An equine work by American slave turned artist Bill Traylor is expected to reach up to $40,000 at auction at Christies in New York in January.
Brown Mule, painted around 1940 on the back of a poster announcing the 1940 Dixie Classic: Tuskegee v. Bama State football game in Alabama, is one of about 1200 pieces by Traylor. It is thought to be taken from memories of his life spent working on the Traylor plantation near Benton, Alabama, on which he was born a slave in 1854.
After emancipation, his family continued to farm on the plantation until the 1930s, and in 1939 at the age of 85 he moved to Montgomery, Alabama, where he slept in the back room of a funeral home and in a shoemaker’s shop.

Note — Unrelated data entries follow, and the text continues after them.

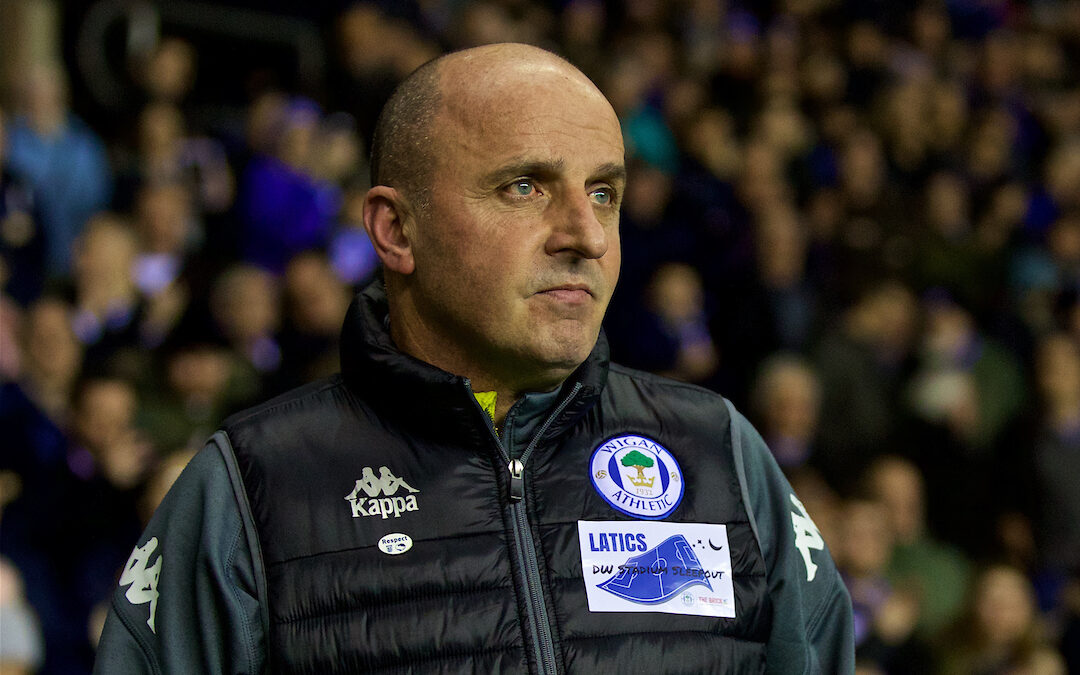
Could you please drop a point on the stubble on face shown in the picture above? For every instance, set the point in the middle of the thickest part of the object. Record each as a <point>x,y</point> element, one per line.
<point>513,291</point>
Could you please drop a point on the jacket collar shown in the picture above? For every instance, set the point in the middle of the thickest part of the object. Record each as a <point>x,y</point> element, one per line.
<point>400,386</point>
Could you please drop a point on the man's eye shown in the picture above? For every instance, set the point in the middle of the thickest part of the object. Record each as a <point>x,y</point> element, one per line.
<point>603,196</point>
<point>521,188</point>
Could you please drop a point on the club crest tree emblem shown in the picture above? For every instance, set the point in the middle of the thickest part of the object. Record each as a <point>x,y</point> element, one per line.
<point>639,461</point>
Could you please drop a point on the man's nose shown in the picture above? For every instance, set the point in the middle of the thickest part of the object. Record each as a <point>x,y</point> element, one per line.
<point>578,229</point>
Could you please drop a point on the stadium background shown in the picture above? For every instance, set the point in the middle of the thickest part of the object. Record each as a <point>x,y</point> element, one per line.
<point>858,219</point>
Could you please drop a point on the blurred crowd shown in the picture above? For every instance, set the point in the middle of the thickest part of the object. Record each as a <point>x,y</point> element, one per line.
<point>858,219</point>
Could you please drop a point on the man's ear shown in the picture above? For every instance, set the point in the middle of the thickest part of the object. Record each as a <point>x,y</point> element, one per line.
<point>386,214</point>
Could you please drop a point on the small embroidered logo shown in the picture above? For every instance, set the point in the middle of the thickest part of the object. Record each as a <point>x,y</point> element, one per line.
<point>143,579</point>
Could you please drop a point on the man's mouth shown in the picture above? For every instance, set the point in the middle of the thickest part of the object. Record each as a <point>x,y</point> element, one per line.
<point>568,293</point>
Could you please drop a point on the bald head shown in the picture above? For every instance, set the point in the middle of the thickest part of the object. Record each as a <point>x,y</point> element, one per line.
<point>406,136</point>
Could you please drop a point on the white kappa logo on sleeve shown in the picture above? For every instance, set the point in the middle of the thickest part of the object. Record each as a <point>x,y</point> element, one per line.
<point>807,537</point>
<point>143,578</point>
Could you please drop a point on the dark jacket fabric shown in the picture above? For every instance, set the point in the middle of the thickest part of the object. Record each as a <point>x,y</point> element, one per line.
<point>493,578</point>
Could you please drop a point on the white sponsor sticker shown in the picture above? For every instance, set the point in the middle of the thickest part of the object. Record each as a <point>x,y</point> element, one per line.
<point>676,568</point>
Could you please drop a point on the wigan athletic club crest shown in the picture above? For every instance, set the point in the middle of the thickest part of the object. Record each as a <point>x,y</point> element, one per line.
<point>637,476</point>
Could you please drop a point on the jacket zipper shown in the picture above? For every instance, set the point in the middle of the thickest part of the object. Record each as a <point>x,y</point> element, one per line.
<point>524,544</point>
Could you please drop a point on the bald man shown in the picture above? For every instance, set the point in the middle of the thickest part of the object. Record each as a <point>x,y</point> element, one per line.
<point>480,490</point>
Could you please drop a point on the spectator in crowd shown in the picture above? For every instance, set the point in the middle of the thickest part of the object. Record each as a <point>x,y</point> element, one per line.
<point>283,206</point>
<point>862,364</point>
<point>966,395</point>
<point>999,630</point>
<point>200,380</point>
<point>22,242</point>
<point>886,616</point>
<point>936,574</point>
<point>108,307</point>
<point>165,153</point>
<point>61,159</point>
<point>246,311</point>
<point>786,403</point>
<point>672,336</point>
<point>22,647</point>
<point>315,301</point>
<point>1055,455</point>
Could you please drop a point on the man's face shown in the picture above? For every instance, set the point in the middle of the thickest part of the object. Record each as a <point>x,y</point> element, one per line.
<point>517,255</point>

Rheumatism left him crippled, unemployed and essentially homeless. It was at this time that hefirst began to draw as he spent his days sitting outside a neighborhood pool hall. He was discovered by Charles Shannon, a young artist who brought Traylor materials and purchased the majority of the older artists’ prodigious output, which eventually totaled some 1200 pieces completed between 1939 and 1942.
Traylor is known for his intriguing use of pattern versus flat color, a sophisticated sense of space, and the simplified figures that give his work a startlingly modernist look. Using a stick for a straightedge, he created geometric silhouettes of human and animal figures which he then filled in with pencil, colored pencil, or poster paints. Much speculation surrounds the identification of mysteriously shaped objects, usually referred to as “constructions,” and the complex scenes he called “Exciting Events,” which depict groups of people energetically engaged in often puzzling activities.
Traylor saw little recognition of his work before his death in 1949. In 1979, R. H. Oosterom, Inc., Gallery in New York City was contacted by Shannon and a solo exhibition entitled Bill Traylor 1854-1947 was subsequently mounted. Traylor’s works were then featured prominently in the 1980 seminal exhibition at the Corcoran Gallery entitled Black Folk Art in America, 1930-1980, which exposed a larger public audience to Traylor’s art. His simple, exuberant compositions, painted with little to no explanation as to their meaning, continue to spark audiences’ imagination and remain some of the most eagerly sought-after works in this genre.
Traylor has become among the most highly regarded and sought-after of self-taught artists. His work is held in many public collections including that of the Metropolitan Museum of Art and the Museum of Modern Art. The Montgomery Museum of Fine Arts, with 31 drawings, and the High Museum of Art, with 35, currently hold the largest public collections of Traylor drawings. The artist’s work also forms a part of many fine private collections of self-taught, contemporary, or Southern folk art. Prime examples of Traylor’s art have been known to fetch six-figure sums on the international art market.
Brown Mule is among the Christies sale on January 24 at the Rockefeller Plaza of important American Furniture, Folk Art and Decorative Arts.